Citysearch announced Monday the availability of its local search engine, which includes paid search features to allow advertisers to connect with nearby customers. The company expects the service will be available nationally next month.
The offering comes as the paid search business, which has been the hottest sector of interactive marketing, looks for new frontiers. Overture Services, the leader in paid search, said last month that it would roll out local search in the next year. In addition, last week Google rolled out an advertising program for including contextual ads with paid listings on relevant content pages — an offering Overture also expects to have soon.
Citysearch, a network of local guide sites owned by USA Interactive , began testing the local search engine earlier this year on its Boston and Atlanta sites. The company said local search tripled its sales productivity in those markets.
“Citysearch plans to be well out in front of the competition when we apply one of the fastest growing forms of advertising, pay for performance, to the $90 billion local advertising market,” said Briggs Ferguson, Citysearch’s president.
The company already offers local advertisers the opportunity to enhance the prominence of their listings, albeit in the yellow pages section. With platinum sponsorship, a businesses listing appears in the top four search results; with premium, in slots five to ten; and with enhanced on the first page.
The move to incorporate these possibilities, along the pay-for-performance model, in local search is unsurprising. Yellow pages directories, which are ruled by local advertisers, represent the offline model that paid search is most often compared to.
A search on Citysearch’s Atlanta guide for “plumber” yields a listing of five plumbing businesses under a “featured” tab, with the option for users to go to “all results.”
Citysearch clearly hopes it can capitalize on its wide reach throughout the country.
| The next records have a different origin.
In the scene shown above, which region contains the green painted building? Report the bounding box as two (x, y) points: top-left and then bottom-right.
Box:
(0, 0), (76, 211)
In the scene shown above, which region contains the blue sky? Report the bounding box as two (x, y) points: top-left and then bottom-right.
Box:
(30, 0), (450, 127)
The company brags advertisers will be able to target their listings to nearly every zip code in the country. In December 2002, the site drew 7.6 million unique visitors, according to comScore Media Metrix.
The problem for the company, however, is the bigger players in paid search plan to enter the market shortly. In addition to Overture, Yahoo! has indicated that embedding search throughout its site is at the top of its agenda, including more targeted local search. Google has not indicated if it has any plans in this area.
While Citysearch reportedly hopes to sign up about 25,000 advertisers this year, Overture and Google already have an enormous advertiser bases to tap. Overture recently passed the 80,000 mark, and Google said last week that its keyword advertiser base had passed 100,000 in the year since it rolled out its AdWords program.
Along with the new ad program, Citysearch unveiled a new site design that adds more customization and local tools.